How This Connects to Setting Up and Running a UAE Business
For founders and groups establishing a presence in the UAE, AML readiness is no longer a step you bolt on after launch. It belongs in the design of the entity itself: how ownership is structured, who is appointed to senior roles, and how governance is documented from day one. Getting this right at formation avoids costly retrofitting later and demonstrates good faith to supervisors and banking partners.
This is where AML, tax, and structuring decisions converge. Our company formation work, our corporate tax compliance support, and our AML and compliance advisory are most effective when they are coordinated, precisely because the 2025 law has made these areas legally interdependent. Establishing clean beneficial ownership records, sound governance, and integrated controls at the outset is far simpler than reconstructing them under regulatory pressure.
Key Takeaway
Federal Decree-Law No. 10 of 2025 does more than tighten rules. It widens who is exposed, including senior managers personally, lowers the bar for what counts as money laundering, and links AML directly to tax compliance, so treating AML as a documented, board-level, cross-functional discipline is now the only safe posture.
Conclusion
The UAE's 2025 AML reset is best understood as a change in expectations rather than a list of new clauses. Compliance is now a continuous, evidenced, board-supervised activity, and the law assumes that a well-run business can demonstrate exactly how it manages financial crime risk. Proliferation financing, virtual assets, and tax evasion are squarely within the perimeter, and the lower knowledge threshold means that what you reasonably should have known carries weight alongside what you actually knew.

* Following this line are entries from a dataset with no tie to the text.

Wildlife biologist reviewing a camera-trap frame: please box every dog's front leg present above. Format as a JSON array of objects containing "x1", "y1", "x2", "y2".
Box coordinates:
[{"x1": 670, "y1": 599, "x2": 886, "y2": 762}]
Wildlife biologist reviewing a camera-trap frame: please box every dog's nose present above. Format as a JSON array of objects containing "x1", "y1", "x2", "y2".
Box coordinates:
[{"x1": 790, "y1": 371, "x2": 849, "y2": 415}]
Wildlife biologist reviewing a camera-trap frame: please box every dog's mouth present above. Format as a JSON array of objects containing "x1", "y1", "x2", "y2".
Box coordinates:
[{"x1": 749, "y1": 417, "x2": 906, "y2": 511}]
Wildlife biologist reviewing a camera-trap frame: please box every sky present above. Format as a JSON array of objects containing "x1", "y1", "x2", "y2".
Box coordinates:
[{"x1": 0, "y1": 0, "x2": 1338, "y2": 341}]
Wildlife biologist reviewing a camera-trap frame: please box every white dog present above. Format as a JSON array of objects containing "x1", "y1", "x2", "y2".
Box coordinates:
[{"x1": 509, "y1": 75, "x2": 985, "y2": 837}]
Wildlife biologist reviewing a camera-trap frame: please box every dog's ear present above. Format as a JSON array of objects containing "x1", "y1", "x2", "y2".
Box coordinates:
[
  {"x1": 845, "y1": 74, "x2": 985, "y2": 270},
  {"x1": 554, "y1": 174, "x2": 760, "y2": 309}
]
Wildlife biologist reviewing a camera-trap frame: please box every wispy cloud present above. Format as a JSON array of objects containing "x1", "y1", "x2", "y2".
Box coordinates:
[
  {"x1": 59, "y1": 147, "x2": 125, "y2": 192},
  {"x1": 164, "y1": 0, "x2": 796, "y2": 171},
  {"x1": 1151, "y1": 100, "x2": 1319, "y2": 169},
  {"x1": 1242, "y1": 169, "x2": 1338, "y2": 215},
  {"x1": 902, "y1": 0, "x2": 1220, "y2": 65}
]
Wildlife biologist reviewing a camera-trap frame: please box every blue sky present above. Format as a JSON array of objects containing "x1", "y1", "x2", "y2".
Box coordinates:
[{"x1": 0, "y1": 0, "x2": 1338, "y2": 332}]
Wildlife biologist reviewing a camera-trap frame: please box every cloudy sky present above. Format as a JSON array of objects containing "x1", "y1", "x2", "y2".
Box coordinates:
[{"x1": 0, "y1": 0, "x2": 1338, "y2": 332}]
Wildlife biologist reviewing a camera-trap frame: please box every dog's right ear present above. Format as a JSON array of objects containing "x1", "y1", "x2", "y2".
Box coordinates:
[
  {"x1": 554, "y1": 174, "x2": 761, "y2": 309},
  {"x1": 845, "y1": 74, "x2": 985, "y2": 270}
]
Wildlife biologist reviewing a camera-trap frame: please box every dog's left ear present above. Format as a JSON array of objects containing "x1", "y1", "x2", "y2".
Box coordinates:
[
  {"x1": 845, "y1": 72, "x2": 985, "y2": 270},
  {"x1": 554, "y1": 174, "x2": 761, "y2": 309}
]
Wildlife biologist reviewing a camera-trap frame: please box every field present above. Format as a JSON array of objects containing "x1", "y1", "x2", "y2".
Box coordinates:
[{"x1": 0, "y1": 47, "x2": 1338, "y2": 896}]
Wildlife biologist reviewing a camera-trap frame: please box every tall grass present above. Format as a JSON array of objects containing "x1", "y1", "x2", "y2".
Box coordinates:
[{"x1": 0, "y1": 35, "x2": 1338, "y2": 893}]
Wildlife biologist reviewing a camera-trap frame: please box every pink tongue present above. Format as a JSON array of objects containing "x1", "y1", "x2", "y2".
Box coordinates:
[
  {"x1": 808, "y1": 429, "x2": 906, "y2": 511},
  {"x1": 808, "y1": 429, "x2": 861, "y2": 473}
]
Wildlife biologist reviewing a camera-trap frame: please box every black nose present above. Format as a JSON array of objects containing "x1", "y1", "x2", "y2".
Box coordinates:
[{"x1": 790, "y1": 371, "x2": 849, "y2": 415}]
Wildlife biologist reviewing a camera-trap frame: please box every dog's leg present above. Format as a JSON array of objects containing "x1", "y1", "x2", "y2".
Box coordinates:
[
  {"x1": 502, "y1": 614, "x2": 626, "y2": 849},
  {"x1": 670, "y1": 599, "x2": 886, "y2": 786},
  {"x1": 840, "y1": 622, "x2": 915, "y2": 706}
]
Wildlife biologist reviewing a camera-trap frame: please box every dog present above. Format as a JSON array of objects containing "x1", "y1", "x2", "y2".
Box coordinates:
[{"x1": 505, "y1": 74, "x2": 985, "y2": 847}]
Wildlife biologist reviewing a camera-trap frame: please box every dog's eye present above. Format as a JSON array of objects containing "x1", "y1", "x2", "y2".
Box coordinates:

For most businesses, the work ahead is practical: refresh the risk assessment, connect tax and AML controls, clarify and document senior management oversight, and make sure the suspicious transaction reporting process functions under pressure. None of this is exotic, but all of it must be in place and provable, because both the criminal and administrative tracks now reach further than before.
Where the stakes include personal liability for executives and fines that can scale with the value of the criminal property, professional guidance earns its place. AURNÉ helps UAE businesses align their AML, corporate tax, and structuring decisions to the new law, building frameworks that satisfy supervisors and protect the people who run the company. The firms that treat this reset as an opportunity to strengthen governance, rather than a box to tick, will be the ones best placed for the next phase of UAE regulation.